More about Coney Island

Sr. Editor

Coney Island reveals a scene of American beach vacationers in a sensual, gluttonous, raucous, and sometimes hideous tableaux.

In this 1930s painting, Paul Cadmus satirizes the summer getaway, showcasing a Coney Island that lives up to its nickname "Sodom by the Sea." As journalist Ken Johnson describes: "It is a microcosm of American popular culture in all its ersatz glory, the anti-Disneyland, a realm of tawdry spectacle and mindless distraction catering to the basic instincts of hoi polloi." For that, Coney Island has long occupied a spot in the American imagination, and the campy seaside playground has been inspiring artists for decades: Joseph Stella, Reneke Dijkstra, Reginald Marsh, Diane Arbus, Walker Evans, Red Grooms, and Jean-Michel Basquiat, to name just a few. 
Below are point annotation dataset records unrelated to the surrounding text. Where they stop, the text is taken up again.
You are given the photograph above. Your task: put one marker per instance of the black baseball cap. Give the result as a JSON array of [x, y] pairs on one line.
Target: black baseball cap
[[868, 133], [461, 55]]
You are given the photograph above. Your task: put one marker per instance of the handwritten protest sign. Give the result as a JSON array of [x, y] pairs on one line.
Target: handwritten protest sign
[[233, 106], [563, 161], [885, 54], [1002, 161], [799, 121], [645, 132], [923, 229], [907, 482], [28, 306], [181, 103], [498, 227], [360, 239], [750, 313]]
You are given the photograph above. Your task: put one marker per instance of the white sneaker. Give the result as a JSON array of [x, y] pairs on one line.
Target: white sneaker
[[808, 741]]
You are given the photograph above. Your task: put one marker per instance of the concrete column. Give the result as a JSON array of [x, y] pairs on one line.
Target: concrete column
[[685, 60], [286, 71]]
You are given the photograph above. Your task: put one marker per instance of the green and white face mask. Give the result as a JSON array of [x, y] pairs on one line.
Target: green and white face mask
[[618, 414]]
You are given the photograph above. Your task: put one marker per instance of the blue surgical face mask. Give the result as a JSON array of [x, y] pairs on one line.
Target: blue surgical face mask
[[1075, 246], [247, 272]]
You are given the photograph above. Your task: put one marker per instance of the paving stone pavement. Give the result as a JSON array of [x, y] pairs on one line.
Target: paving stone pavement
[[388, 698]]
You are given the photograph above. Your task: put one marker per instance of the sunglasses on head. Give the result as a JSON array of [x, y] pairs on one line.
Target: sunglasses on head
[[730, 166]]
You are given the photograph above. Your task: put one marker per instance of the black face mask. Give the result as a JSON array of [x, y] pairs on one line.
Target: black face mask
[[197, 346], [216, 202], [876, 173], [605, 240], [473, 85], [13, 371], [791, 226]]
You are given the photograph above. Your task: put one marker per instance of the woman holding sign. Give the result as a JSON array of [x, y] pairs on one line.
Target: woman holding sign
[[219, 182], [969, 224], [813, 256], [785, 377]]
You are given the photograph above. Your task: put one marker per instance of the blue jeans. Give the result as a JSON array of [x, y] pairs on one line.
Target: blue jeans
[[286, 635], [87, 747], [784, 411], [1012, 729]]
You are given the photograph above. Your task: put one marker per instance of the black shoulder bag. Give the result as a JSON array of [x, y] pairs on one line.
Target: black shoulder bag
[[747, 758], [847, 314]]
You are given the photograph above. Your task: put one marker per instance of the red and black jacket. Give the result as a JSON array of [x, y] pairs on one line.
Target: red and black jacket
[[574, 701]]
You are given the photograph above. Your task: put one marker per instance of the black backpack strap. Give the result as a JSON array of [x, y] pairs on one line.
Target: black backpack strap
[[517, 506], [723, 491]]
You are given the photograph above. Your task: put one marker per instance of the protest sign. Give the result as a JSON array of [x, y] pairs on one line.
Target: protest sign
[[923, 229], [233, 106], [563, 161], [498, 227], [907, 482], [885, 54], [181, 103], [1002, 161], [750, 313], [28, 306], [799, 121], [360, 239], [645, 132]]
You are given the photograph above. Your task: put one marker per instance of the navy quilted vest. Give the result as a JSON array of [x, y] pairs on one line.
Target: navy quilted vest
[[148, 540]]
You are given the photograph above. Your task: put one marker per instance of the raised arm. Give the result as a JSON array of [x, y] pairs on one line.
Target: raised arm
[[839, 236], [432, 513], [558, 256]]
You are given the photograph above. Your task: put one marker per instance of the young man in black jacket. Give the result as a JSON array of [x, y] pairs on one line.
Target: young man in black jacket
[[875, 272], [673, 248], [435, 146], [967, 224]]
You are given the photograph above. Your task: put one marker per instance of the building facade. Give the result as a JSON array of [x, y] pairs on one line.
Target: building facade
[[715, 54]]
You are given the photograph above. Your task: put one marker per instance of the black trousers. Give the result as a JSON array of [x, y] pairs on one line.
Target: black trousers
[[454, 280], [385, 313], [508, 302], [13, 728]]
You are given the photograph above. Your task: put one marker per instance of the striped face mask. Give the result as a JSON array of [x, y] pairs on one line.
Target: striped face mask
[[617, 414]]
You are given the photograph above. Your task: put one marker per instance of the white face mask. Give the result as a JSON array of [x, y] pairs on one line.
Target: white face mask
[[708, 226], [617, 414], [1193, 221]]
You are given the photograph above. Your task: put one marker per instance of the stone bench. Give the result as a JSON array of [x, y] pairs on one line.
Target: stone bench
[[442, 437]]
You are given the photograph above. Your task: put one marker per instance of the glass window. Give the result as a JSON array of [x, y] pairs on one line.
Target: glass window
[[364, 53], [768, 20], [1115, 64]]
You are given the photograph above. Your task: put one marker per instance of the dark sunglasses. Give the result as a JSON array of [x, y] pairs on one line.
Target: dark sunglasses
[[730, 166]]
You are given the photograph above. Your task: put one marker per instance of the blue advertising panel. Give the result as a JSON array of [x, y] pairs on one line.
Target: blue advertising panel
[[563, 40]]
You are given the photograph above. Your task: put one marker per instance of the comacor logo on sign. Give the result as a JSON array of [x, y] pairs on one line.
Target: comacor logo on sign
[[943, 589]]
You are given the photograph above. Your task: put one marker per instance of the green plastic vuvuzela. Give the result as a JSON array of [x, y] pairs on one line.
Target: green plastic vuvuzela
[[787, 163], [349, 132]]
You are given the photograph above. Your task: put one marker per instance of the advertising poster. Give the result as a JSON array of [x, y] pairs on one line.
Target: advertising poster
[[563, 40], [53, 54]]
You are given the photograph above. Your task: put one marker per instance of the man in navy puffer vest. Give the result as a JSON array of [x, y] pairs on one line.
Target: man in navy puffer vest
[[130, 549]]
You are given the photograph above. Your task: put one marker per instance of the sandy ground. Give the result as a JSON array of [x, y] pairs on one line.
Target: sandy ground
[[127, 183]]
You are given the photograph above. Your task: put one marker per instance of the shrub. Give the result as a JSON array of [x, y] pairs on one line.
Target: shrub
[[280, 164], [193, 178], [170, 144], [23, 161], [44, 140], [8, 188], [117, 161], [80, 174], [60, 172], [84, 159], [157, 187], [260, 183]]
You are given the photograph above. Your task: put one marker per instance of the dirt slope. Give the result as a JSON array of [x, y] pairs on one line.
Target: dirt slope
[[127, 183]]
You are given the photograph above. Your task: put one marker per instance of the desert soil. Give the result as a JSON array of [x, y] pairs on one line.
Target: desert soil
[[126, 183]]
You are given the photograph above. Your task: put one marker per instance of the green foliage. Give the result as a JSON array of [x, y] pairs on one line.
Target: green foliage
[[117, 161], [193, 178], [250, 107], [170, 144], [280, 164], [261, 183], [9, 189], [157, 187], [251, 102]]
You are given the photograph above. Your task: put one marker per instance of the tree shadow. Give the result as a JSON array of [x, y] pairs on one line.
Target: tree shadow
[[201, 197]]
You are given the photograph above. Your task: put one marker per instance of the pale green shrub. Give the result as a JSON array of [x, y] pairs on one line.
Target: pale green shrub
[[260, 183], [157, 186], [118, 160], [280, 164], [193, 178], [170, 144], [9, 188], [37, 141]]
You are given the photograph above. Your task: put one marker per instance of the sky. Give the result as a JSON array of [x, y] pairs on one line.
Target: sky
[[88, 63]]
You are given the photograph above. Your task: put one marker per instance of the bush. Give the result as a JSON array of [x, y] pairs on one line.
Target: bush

As Dr. Robin Jaffee Frank, curator of the exhibition "Coney Island: Visions of an American Dreamland, 1861-2008" at the Wadsworth Atheneum writes, "The modern American mass-culture industry was born at Coney Island, and the constant novelty of the resort made it a seductively liberating subject for artists. What these artists saw from 1861 to 2008 at Coney Island, and the varied ways in which they chose to portray it, mirrored the aspirations and disappointments of the era and the country. Taken together, these tableaux of wonder and menace, hope and despair, dreams and nightmares become metaphors for the collective soul of a nation.” What, then, can Cadmus' fever dream tableaux tell us about the state America in 1934, the year of its creation?

The revelers Cadmus imagines at Coney Island appear almost grotesque, the caricatured figures fighting for prominence in the crowded scene. We've got a drunk woman pouring her beer into the mouth of an unsuspecting dozing man, her breast popping out of her bathing suit, in a strange act of psuedo-breastfeeding. Another woman is passed out on the rear end of a sunburned acquaintance, using his scantily clad butt cheeks as a pillowy facerest. Beside them, a burly man half-buried in the sand looks up from his magazine, which features Hitler's face, to pinch the bare pimpled butt of a nearby child. The colors are garish, and the distorted bodies and faces nightmarish, but, in true Cadmus fashion, the muscles of the men bulge seductively out of their skimpy tight swimwear.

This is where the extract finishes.